Nice propoganda ad. VERY Well done. I don't buy propaganda, however, so I will dismiss it. I have heard this all before. Having worked in the field, I know it's far from true. and very flawed.

signed:

So-called "technically-trained ADN" who gets paid as much or more than many BSN's do and who can think critically as well (fancy that!) :p

Specializes in Med-Surg.

I'm willing to open my mind that it might be true. Although I think hospitals should work on safer ratios.

My big problem is that some BSNs, the OP perhaps included, generalize about ADNs being just technical masters and not having proper "nursing" skills. That when OP says "Go Nurses" he's not including myself or LPNs, but that only BSN are nurses.

That a study like this only perpetuates the notion that ADNs aren't real or safe nurses.

I hope that the original poster judges each individual coworker based on things other than the degree they have.
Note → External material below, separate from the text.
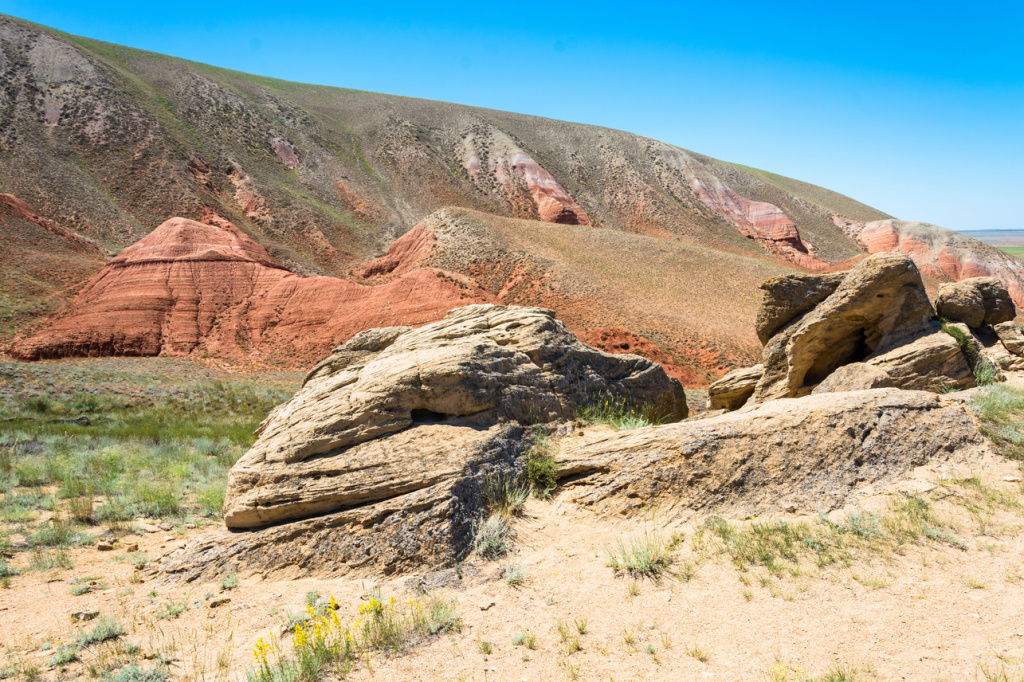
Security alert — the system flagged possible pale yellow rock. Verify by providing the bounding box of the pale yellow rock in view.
[751,253,938,402]
[558,388,985,515]
[708,365,765,410]
[811,363,895,393]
I encourage everyone to get a BSN. It's a great degree to have. I would even support that all RNs should be BSNs (provided they take a separate test than ADN nurses) and call us ADNs something else. That's fine with me. (Just don't touch my money. LOL)

Thanks

Tweety

ADN, RN, Certified Med-Surg

Specializes in Specializes in L/D, newborn, GYN, LTC, Dialysis.

Wanted to say:

I value education GREATLY (I do not mean to take anything away from BSN-RN's here)----- and that is why I am working on an RN-BSN degree. BUT I do not believe decreased morbidity/mortality reported here are soley linked to the increase of BSN-prepared nurses at the bedside in the given situation. I am of the belief, like the others before me, that the decrease in these problems is more likely associated with lower patient-nurse ratios, instead. I just do not buy this information, at all.
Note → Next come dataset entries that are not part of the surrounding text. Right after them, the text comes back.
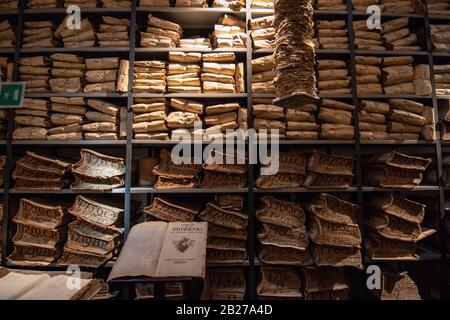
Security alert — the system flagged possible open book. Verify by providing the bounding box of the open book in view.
[108,221,208,281]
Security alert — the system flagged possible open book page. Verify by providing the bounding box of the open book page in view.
[19,275,92,300]
[156,222,208,278]
[108,221,167,281]
[0,272,50,300]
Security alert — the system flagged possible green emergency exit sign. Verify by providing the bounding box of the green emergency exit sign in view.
[0,82,25,108]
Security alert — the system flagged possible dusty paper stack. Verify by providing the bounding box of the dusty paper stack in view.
[13,98,52,140]
[96,16,130,47]
[12,151,71,190]
[199,149,248,189]
[141,14,183,48]
[250,16,275,49]
[0,20,16,48]
[314,20,349,49]
[201,52,245,93]
[314,0,346,10]
[316,99,355,140]
[433,64,450,96]
[430,24,450,52]
[198,194,248,264]
[355,56,383,94]
[211,14,247,48]
[256,266,302,300]
[200,268,246,300]
[19,56,51,93]
[49,53,86,93]
[153,149,202,189]
[427,0,450,15]
[55,15,96,48]
[274,0,316,99]
[58,196,124,268]
[303,151,355,189]
[249,0,273,9]
[362,151,431,189]
[256,152,308,189]
[317,59,351,94]
[8,198,70,266]
[22,20,55,48]
[131,98,169,140]
[306,193,362,269]
[166,52,202,93]
[70,149,125,191]
[133,60,166,93]
[381,17,422,51]
[353,19,386,51]
[365,193,426,259]
[302,267,350,301]
[256,196,311,266]
[252,55,276,94]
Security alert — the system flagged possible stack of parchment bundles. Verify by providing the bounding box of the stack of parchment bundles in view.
[153,149,202,189]
[166,52,202,93]
[256,196,311,266]
[430,24,450,52]
[83,57,120,93]
[96,16,130,47]
[13,98,52,140]
[55,15,96,48]
[434,64,450,96]
[133,59,168,93]
[353,19,386,51]
[201,268,246,300]
[199,194,248,264]
[0,20,16,48]
[303,151,354,189]
[256,267,302,300]
[252,55,276,94]
[250,16,275,49]
[70,149,125,191]
[427,0,450,15]
[19,56,51,92]
[22,20,55,48]
[8,198,70,266]
[64,0,97,8]
[359,100,390,140]
[317,59,351,94]
[58,196,124,268]
[355,56,383,94]
[381,17,421,51]
[99,0,131,8]
[131,98,170,140]
[12,151,71,190]
[388,98,435,140]
[49,53,84,93]
[141,14,183,48]
[249,0,273,9]
[365,193,426,259]
[306,193,362,269]
[211,14,247,48]
[212,0,245,11]
[314,20,348,49]
[201,52,245,93]
[376,267,422,300]
[317,99,355,140]
[200,149,248,189]
[0,0,19,10]
[363,151,431,189]
[314,0,347,10]
[302,267,350,301]
[256,152,308,189]
[274,0,316,100]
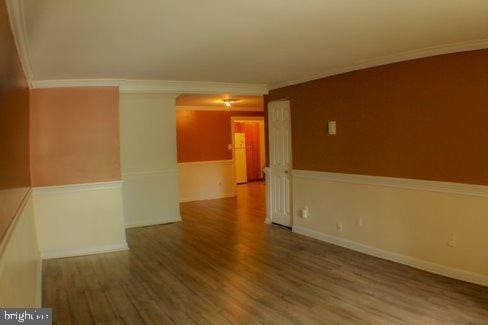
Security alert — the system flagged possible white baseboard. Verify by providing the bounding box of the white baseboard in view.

Specializes in Specializes in L/D, newborn, GYN, LTC, Dialysis.

"The American Association of Colleges of Nursing (AACN) is the national voice for university and four-year-college education programs in nursing. Representing more than 570 member schools of nursing at public and private institutions nationwide, AACN's educational, research, governmental advocacy, data collection, publications, and other programs work to establish quality standards for bachelor's- and graduate-degree nursing education, assist deans and directors to implement those standards, influence the nursing profession to improve health care, and promote public support of baccalaureate and graduate nursing education, research, and practice. "

hmmmmm----quoted at the bottom of said study.....really....

this says it all to me. talk about self-promotion!!! wonder what NOADN would come up with in THEIR own similar study (wish they would conduct one). I imagine it would be different somehow.